Dan Jurgens is at his best as a writer when he scales his stories down to a human level. That skill is on display here, as several early pages are devoted to the introduction of Mitch and his family. (Angry teenage Mitch is so very 90s, but that's when this comic was created.) They put a face on the danger, giving the audience a reason to care about Doomsday's rampage and creating a dramatic tension often missing from these sorts of super-heroic fisticuffs. We see the stakes driving the heroes to fight and win. If the heroes fail...
Well, heroes can't fail, can they?
The following page contains 8 consecutive panels of Booster Gold taking a beating unlike any he's seen before or since. It's not just brutal --
The issue makes it clear that Booster's sacrifice is a heroic one. Booster Gold is giving his life so that others may live. That's the definition of a real hero.
And that's why I include it among the The Best Booster Gold Stories Ever.
Wednesday, June 17, 2020
If you venture to your Local Comic Shop today, you may find the collected Year of the Villain: Hell Arisen TPB among the new releases. Then again, you may not. Year of the Villain: Hell Arisen #3 was so popular, it's already been through three printings, so it's not hard to imagine that the trade collecting the whole series won't also be popular.

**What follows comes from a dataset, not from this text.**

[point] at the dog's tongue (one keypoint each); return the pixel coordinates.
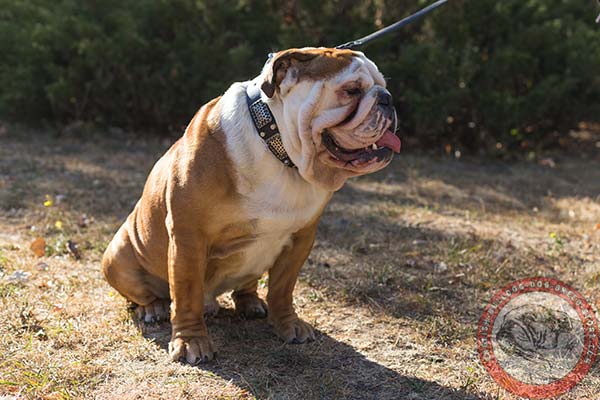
(389, 140)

If you didn't know by now, Booster Gold can be seen in three of the Year of the Villain: Hell Arisen mini-series' four issues. He doesn't have a single line of dialogue in any of those issues, so it's kind of like a series of glorified cameo appearances.
And since we're on the subject of cameo appearances:
Superman: Man of Tomorrow #7, words by Dave Wielgosz; art by Miguel Menonca, Yasmine Putri, David Baron
On the bottom left you'll see Booster Gold appearing in the digital first Superman: Man of Tomorrow #7, now available at Comixology.com. Those stories will presumably be printed on real-world paper one of these days, though DC has yet to announce a date. I'll try to keep you posted. Thanks to fabri24cr for calling our attention to that.
Booster Gold is on the left side of this panel, too, though which Booster Gold from which corner of the Multiverse, I can't be sure. That image of Greg Capullo art comes from this recent Tweet from Scott Snyder, the writer behind this summer's multiverse-spanning Dark Nights: Death Metal event. The panel doesn't appear in Dark Nights: Death Metal #1, which was released yesterday, but you still might want to pick that comic up so you'll have a chance at deciphering what's happening when Booster does arrive on the scene. (Again, thanks to fabri24cr for deciphering that the panel has to be Death Metal-related.)
DCEASED: Dead Planet #1, words by Tom Taylor; at by Trevor Hairsine, Stefano Gaudinao, Gig Baldissini
Booster Gold appears on the right for a change in the upcoming DCEASED: Dead Planet #1. Why not the left side of the panel? Maybe because he's a ghost. (Well, not a ghost, exactly. Booster didn't die in DCEASED: A Good Day To Die so much as he was erased from history. Therefore, this is really more of an hallucinatory flashback courtesy the tortured memory of Jon Constantine than it is an actual cameo appearance.) Dead Planet #1 is due out
next week in two weeks, and I might have missed it if not for Booster booster Logan Peterson pointing it out. The preview is already available on CBR.com.
It's starting to look like the summer of Booster Gold.